Silence...Sometimes it may be golden, but not when it should be pierced by the comforting purr of a boat motor. Thirty minutes ago my boat was humming along to that very soundtrack. Now, its silence is deafening, broken only by the occasional lapping of waves against a motionless hull. And judging by the lack of success of the few troubleshooting tricks I know, this issue may be serious. Time to call the mechanic. Yep, the mechanic. He could be a skilled technician, with plenty of knowledge of my particular engine. He could also be the type of shady dude who’s quick to diagnose a serious problem and hopes I won’t question his assessment, or the labor bill. Then again, he could be a really great guy — who just happens to be woefully underqualified for the job.
Whatever the case, I’m ready. A few weeks earlier I’d spent some time with Larry Hutt and Joel Hanks, two senior instructors at Florida’s Marine Mechanics Institute (MMI). This is where some of the nation’s top repair guys learn how to diagnose the basics before delving into overhauls. Hutt and Hanks have coached me on how to read the most common misdiagnoses. So, if this mechanic’s honest, we’ll get along just fine. But if he’s not, well, I know his secrets.
Secret No. 1: That overheating engine doesn’t call for a new water pump impeller.

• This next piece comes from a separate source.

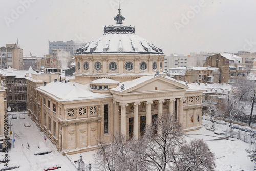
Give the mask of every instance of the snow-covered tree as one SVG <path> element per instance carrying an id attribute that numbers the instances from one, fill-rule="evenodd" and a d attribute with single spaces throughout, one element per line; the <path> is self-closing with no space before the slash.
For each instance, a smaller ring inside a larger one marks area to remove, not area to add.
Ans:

Is the impeller really shot? You should be able to get about three years out of it on average. Keep good records, and note if things are prematurely failing. Hanks recounted several stories of engines overheating at higher revolutions per minute, and mechanics quick to change the impeller, when in reality the problem was a simple water restriction. In one case Hanks got tired of touching what he refers to as a “Chia Pet” on the drive. Turns out that the excessive growth was restricting the cooling passages, enough to cause overheating. A thorough scrubbing with a deck brush was all that was needed. Boat owners can also be fooled because of a faulty temperature gauge. Sloppy mechanics will trust the boat’s instruments, whereas skilled ones know to use only reliable shop tools, such as an infrared thermometer in this case.